Wednesday, November 11, 2009

Duncan Fallowell: Andy Warhol in church - the movie!

Mournful, menacing, sinister: the score of a horror film, even. A camera leads us into an English parish church - Anglo-Saxon most probably with Norman add-ons (experts please advise) - as Duncan Fallowell asks Andy Warhol whether he believes in God. The eye lingers on the interiors, dark wood carvings - one resembling a pagan voodoo doll - before it is drawn to a pair of legs encased in light tan or cream drainpipes whose crotch folds set off a pronounced and artful scrotal bulge. The fly is open. In the man's leather gloved hands is a book. A book which bears Andy Warhol's name but which his Factory serfs wrote: the signature and the $ sign are at least Andy's: the sleb stamp. Church, fame. money, cock. Does Andy Warhol believe in an afterlife? The na-na-na-na-na repeat in his answer reminded me irrelevantly of this, the na-na-na-19. Now watch the flick, you hell-grazers. (Click image once to play)

32 comments:

Anonymous said...

Duncan Fallowell is a genius.

Madame Arcati said...

Yes, darling. You are.

Anonymous said...

Deliciously morbid.

Anonymous said...

This is very freaky. What's happened to Fallowell's sense of humour?

God said...

I just want my fifteen minutes, that's all I bloody ask!

Regards, God

AMANDA ELIASCH RATS TALES said...

I was terrified.. enjoyed your blog. Hannah lived next door to me in Wiltshire when we were children.
http://amandaeliasch.blogspot.com

lower case said...

creepiest thing on the net

the late Cubby Brocolli said...

Duncan Fallowell should direct the next Bond film. He is a master of suspense !

Madame Arcati said...

I think DF's movie is known in the trade as DARKLY humourous or DEEPLY playful. You do know that the English literary classes are FASHIONABLY atheistic right now? In the case of AN Wilson he doesn't know whether he's Myra or Ira.

Anonymous said...

I can't get the film to play. Can I have my money back?

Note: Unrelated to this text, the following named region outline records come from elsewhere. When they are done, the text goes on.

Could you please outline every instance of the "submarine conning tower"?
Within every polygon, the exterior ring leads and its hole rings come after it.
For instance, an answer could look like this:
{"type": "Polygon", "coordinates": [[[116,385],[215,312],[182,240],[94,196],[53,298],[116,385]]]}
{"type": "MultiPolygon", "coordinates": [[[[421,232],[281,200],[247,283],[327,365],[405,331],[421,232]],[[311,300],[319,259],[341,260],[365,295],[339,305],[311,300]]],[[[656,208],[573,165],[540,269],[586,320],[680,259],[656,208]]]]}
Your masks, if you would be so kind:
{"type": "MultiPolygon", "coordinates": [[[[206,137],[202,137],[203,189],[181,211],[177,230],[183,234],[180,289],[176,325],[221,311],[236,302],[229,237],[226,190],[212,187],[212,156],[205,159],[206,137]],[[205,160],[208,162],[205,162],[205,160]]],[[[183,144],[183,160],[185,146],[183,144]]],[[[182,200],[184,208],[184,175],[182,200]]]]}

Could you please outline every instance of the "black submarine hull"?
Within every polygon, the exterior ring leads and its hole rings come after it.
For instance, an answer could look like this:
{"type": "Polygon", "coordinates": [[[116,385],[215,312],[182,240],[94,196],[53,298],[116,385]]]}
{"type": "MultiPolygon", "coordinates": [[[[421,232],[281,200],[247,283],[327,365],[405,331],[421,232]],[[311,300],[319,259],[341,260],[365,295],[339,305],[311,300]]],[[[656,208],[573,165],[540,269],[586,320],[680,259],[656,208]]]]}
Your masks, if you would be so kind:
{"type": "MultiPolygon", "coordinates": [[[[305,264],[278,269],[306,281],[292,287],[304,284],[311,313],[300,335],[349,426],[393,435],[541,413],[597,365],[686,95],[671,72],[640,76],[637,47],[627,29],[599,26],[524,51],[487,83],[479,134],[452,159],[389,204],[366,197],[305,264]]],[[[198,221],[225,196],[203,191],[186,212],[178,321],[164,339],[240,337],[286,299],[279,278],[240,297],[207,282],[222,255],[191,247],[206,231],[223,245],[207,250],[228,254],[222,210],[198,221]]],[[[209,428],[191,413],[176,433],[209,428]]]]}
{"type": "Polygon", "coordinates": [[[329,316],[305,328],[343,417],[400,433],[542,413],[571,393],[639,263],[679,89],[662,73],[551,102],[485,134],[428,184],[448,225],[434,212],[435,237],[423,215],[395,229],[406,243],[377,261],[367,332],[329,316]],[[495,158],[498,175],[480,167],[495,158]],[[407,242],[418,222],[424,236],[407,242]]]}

St Peter of the MacTishoo said...

Is this a viral campaign for Duncan's ghost novel? Is it set in some old English building? The Ghost of Andy Warhol is a good title.

Anonymous said...

I don't know which is more nonsensical, Madame's critique or the movie itself. I wonder if the vicar would have approved had he known about the sexual undertones.

Anonymous said...

Sexual undertones? Christianity and Islam have replaced spiritual aspiration with sexual fascism. When did you hear Christianity say homosexuals are not inferior people? When did Islam do anything other than bully people into absurd sexual stereotypes?

Mr Fallowell's Personal Assistant said...

The title page was fully inscribed for Mr Fallowell by the artist Andy Warhol

Anonymous said...

Good-bye Sam Taylor-Wood

Anonymous said...

Yeah - Taylor-Wood's a real naff tit

Anonymous said...

I love the music - what is it?

Anonymous said...

On the Youtube credits somebody called Fredi Hyde-Thompson is mentioned. Sounds cute.

Anonymous said...

The Google search engine says 'This video has been removed by the user'. But it hasn't. So the video itself is a ghost.

Anonymous said...

Ooh the shivers! almost as good as sex

Judas Iscariot said...

Fabulous

Judas Again said...

An a big kiss to one an all!

The late Piccadilly boy picker-up, Alexander Walker said...

The cleverest bit of this is at the end when the camera points to the floor with it simplication of death or hellfire, at least that's how I see it. Mr F has a real talent for Gothic moviemaking, would strongly urge him to make short for one of the film festivals. Happy Fri the 13th!

Anonymous said...

I can't read this piece without getting Duncan's cock in my eye. You couldn't shift it a bit?

Anonymous said...

No, the cleverest bit is at the VERY end when the screen goes blank-black but the amazing music continues.

Anonymous said...

I see The Social Shuttle has pickede this up too.

Count Dracula said...

Mon ami!

Joe Dalessandro said...

Great stuff

Madame Arcati said...

The Social Shuttle is Australia's civiliser and cannot be faulted. It is the pioneer of the nation's post-hetero fetish.

AA Baboon said...

Who is the man with the pronounced scrotal sac, which as Arcati notes with seasoned crotch-gazing accuracy, is artfully arranged?; the Mona Lisa of the lap. Gosh, where did that come from?

Coral Reefer said...

I'm settling down to a lovely evening with this. I play it again and again, meditating on the ultimate mysteries, while the home-grown socks it to me. Many thanks, Sir or Madam, for shooting it my way. Are there any more from the same stable?

Anonymous said...

Please ask Mr Fallowell which church this is. So wonderful.